Вскоре мы добрались до конечной остановки трамвая, где стоял красный вагон — еще совсем диковинка в ту пору; кондуктор переставлял дугу, и, когда она соприкасалась с проводами, в воздухе тучей рассыпались голубые искры. Дедушка провел меня на открытую верхнюю площадку и усадил на переднее место. Я крепче сжал его руку, а он искоса бросил мне ободряющий взгляд; в этот момент мы тронулись и с возрастающей скоростью — так, что воздух засвистел в ушах, — покатились, слегка подпрыгивая, под уклон от Толла к Ливенфорду.

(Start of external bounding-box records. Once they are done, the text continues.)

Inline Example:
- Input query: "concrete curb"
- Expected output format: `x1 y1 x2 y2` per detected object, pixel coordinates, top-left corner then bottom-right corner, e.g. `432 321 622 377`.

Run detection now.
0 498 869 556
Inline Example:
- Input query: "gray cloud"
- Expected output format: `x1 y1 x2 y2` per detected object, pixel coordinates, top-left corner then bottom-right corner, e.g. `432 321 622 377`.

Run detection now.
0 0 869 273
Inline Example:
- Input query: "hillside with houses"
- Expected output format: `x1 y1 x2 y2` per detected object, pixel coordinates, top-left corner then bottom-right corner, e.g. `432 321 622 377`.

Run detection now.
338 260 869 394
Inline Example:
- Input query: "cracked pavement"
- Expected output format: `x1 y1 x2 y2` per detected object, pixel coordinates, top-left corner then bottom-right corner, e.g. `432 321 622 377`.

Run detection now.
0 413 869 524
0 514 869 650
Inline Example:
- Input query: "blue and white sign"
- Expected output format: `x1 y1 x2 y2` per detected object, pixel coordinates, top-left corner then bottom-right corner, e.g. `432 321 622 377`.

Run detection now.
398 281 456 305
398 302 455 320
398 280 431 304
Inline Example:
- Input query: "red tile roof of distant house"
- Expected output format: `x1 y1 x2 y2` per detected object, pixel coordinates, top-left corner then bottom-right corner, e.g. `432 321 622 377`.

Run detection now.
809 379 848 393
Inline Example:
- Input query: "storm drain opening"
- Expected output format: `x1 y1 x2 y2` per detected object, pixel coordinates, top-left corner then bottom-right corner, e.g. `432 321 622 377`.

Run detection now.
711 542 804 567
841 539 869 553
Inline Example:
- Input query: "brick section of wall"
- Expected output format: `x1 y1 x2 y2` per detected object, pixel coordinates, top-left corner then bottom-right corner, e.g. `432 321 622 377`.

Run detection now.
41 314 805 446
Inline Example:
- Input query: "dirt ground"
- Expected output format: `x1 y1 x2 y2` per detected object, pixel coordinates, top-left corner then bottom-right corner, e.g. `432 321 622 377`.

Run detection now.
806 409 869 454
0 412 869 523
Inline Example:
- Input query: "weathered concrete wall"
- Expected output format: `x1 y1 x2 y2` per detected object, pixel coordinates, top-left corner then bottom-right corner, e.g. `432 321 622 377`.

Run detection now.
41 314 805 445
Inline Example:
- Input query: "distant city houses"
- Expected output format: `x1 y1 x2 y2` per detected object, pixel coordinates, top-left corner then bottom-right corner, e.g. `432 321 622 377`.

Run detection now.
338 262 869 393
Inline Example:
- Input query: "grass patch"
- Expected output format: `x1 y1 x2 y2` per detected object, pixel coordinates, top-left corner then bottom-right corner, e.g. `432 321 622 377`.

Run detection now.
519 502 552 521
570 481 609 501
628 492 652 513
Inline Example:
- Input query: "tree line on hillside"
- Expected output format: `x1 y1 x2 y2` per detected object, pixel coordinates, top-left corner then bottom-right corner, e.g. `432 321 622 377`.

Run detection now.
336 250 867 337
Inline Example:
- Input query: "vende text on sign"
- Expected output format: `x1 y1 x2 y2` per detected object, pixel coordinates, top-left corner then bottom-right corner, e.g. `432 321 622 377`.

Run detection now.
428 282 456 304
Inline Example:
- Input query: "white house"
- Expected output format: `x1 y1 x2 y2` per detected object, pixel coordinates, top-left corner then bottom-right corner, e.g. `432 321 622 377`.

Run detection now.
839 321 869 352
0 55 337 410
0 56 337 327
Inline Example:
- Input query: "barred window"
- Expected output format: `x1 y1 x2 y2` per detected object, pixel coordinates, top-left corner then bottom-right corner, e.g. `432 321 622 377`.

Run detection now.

— Билеты, пожалуйста. Прошу всех предъявить билеты. — Я услышал щелканье компостера, которым кондуктор на ходу прокалывал билеты, и позвякиванье монет в его сумке, но дедушка продолжал глядеть прямо перед собой, опершись подбородком на рукоятку палки; волосы его разлетались по ветру, и ни мой молящий взгляд, ни требование кондуктора не могли вывести его из этого транса. Всецело занятый своими мыслями, он точно окаменел, так что кондуктор в нерешительности остановился возле нас; тогда дедушка, не меняя позы, всем своим видом изобразил такое возмущение: просто, мол, непонятно, как это старинный приятель может так себя вести, а потом с таким заговорщическим и многообещающим видом подмигнул кондуктору, что тот расплылся в смущенной улыбке.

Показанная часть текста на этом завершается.